Are there any tax attorneys/CPA’s on BP with international experience? I am setting up an LLC for rental property investing with 2 partners from the UK. I am under the impression that the LLC must withhold 35% as it has foreign members. However, what happens if we show a passive loss on our balance sheet after deductions and depreciation? Also, how would the members be able to take their draw from the LLC in this scenario? Will the IRS allow members to take draws from an LLC that shows a loss? Would the members also then be taxed again on the draw? I know there is an existing tax treaty between the US and UK but I do not have any detailed knowledge on this. If anybody can help out on this that would be great! Thanks!

@Joshua Davies

As per IRS, rental income will be taxed depends on whether or not the foreign person who owns the property is considered "engaged in a U.S. trade or business." Ownership of real property is not considered a U.S. trade or business if it consists of merely passive activity such as a net lease in which the lessee pays rent, as well as all taxes, operating expenses, repairs, and interest in principal on existing mortgages and insurance in connection with the property. Such passive rental income is subject to a flat 30 percent withholding tax (unless reduced by an applicable income tax treaty) applied to the gross income rather than the "net rent" received. Thus, the real estate taxes, operating expenses, ground rent, repairs, interest and principal on any existing mortgages, and insurance premiums paid by the lessee on behalf of the foreign owner-lessor, must be included in gross income subject to the 30 percent withholding tax. The gross income and withheld taxes must be reported on Form 1042-S, Foreign Persons U.S. Source Income Subject to Withholding to the IRS and the payee by March 15 of the following calendar year. The payor must also submit Form 1042, Annual Withholding Tax Return for U.S. Source Income of Foreign Persons, by March 15.

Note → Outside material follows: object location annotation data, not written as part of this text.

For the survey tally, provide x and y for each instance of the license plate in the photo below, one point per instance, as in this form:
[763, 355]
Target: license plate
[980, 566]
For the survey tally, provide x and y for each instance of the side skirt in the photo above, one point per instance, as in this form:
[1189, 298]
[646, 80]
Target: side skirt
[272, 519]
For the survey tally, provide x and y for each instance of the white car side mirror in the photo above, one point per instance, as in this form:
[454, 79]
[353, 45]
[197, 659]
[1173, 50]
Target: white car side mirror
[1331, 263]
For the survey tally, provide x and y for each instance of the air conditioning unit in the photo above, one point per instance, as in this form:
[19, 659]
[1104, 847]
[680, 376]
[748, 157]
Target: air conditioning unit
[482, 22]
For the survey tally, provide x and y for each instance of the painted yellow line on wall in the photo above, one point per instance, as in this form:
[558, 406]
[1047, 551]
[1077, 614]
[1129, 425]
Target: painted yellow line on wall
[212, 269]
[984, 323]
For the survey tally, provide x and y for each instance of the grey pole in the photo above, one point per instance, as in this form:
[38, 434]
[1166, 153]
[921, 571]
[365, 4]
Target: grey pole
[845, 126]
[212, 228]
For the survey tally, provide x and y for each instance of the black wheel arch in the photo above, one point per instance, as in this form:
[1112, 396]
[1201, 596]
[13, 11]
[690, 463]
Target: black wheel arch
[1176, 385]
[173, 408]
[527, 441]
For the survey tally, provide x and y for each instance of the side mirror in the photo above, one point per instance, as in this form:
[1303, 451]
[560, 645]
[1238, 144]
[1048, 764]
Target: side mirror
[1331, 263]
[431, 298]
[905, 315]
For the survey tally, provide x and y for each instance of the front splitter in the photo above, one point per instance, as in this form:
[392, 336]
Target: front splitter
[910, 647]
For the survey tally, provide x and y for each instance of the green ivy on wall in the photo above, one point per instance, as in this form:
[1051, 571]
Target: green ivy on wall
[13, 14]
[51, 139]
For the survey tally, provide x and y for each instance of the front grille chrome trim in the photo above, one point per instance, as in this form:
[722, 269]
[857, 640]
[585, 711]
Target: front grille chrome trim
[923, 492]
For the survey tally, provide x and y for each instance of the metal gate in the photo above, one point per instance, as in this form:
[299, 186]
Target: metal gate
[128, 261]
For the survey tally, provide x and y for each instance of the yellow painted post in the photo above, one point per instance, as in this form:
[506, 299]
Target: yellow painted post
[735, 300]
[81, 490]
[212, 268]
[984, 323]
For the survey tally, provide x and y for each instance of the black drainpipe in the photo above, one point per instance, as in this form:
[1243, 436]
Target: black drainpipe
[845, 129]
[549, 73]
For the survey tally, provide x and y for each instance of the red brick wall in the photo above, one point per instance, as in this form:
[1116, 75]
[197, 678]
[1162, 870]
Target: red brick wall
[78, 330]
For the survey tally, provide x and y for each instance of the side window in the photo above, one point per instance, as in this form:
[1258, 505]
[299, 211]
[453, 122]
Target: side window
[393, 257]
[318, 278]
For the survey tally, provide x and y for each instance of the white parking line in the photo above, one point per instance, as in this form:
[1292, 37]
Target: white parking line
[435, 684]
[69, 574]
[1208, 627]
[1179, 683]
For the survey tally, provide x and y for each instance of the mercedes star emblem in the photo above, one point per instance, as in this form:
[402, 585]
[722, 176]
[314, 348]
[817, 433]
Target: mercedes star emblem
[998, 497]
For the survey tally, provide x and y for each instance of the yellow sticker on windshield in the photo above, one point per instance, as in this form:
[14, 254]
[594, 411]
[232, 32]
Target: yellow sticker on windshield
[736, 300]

So I guess my question is, is there a way we can set up another LLC that provides services to my other LLC to become engaged in a US business and reduce tax that way?

I am just curious of the options we have as 35% is a lot of money to pay in taxes!


@Brandon Hall I would love to hear your opinion on this too, I enjoy reading your posts as they all always very informative. Thanks!

@Joshua Davies

There is no tax on cash disbursement to foreign partner, tax is only on the net rental income (includes Depreciation, Amortization). If there is loss, no need to withhold anything.

@Jay Patadia that's what I thought, however I had somebody tell me that the tax would be on the gross rents which did not make sense to me. 

@Joshua Davies

A lot of wealthy foreign individuals become shareholders in a Corporation who ultimately invests in the partnership fund.

Joshua Davies, LLC has 2 memebrs in his LLC; Joshua Davies and International Corp, Inc
The shareholders in International Corp, Inc. are International Investor 1 and International Investor 2.
When money is distributed by the Corporation to the investor - it is no longer rental income; it is dividend income.

The Partnership is now not required to withhold or file form 1042 since the member is not a foreign partner.
The international investors avoid having to file a US tax return because they are receiving dividend income instead of "rental income"

There are some pros/cons associated with this approach.
Possibly more administrative costs(registering of corp), filing of corporate tax return etc.
however, many foreign investors like this approach.

@Basit Siddiqi thanks for your response. In this case we would have to withhold 35%? I am looking for a way for us to elect to be taxed on a net basis, that way the partners file a US tax return, but as we would have a passive loss on paper there would be nothing to tax.

Do you know what our options are for this?


@Joshua Davies

Foreign investors have to be concerned with FDAP(fixed, Determinable, Annual, Periodical) income or ECI(effectively connected income).

Rental income is normally considered FDAP but you can make an election to make it taxed as ECI.
ECI is more advantageous if you expect expenses to leave income below $0.

Regardless of the strategy you choose - they shouldn't have to pay 30% on gross income(as long as you make proper elections).

Taxes involving foreign investors can get tricky. You should look to do everything by the book. Otherwise you can be on the hook for any unpaid taxes if the foreign investors failed to file a tax return.

@Basit Siddiqi And how do we elect the ECI option? Is that done at the time of LLC set up?

With deductions and depreciation, I would expect the net income to be $0.

@Basit Siddiqi thanks for sending! That was a good read. In the situation that we elect to be taxed on a net basis like this, how are the distributions processed? Would the foreign investors then be taxed again on this?

@Joshua Davies

You should have the UK investors consult with a CPA to protect yourself. You don't want to provide incorrect advice.

Distributions from a partnership are normally not a taxable event unless the distribution is in excess of the partner's basis in the partnership.

Another thing to be wary about is how the UK will tax their income generated through the US LLC.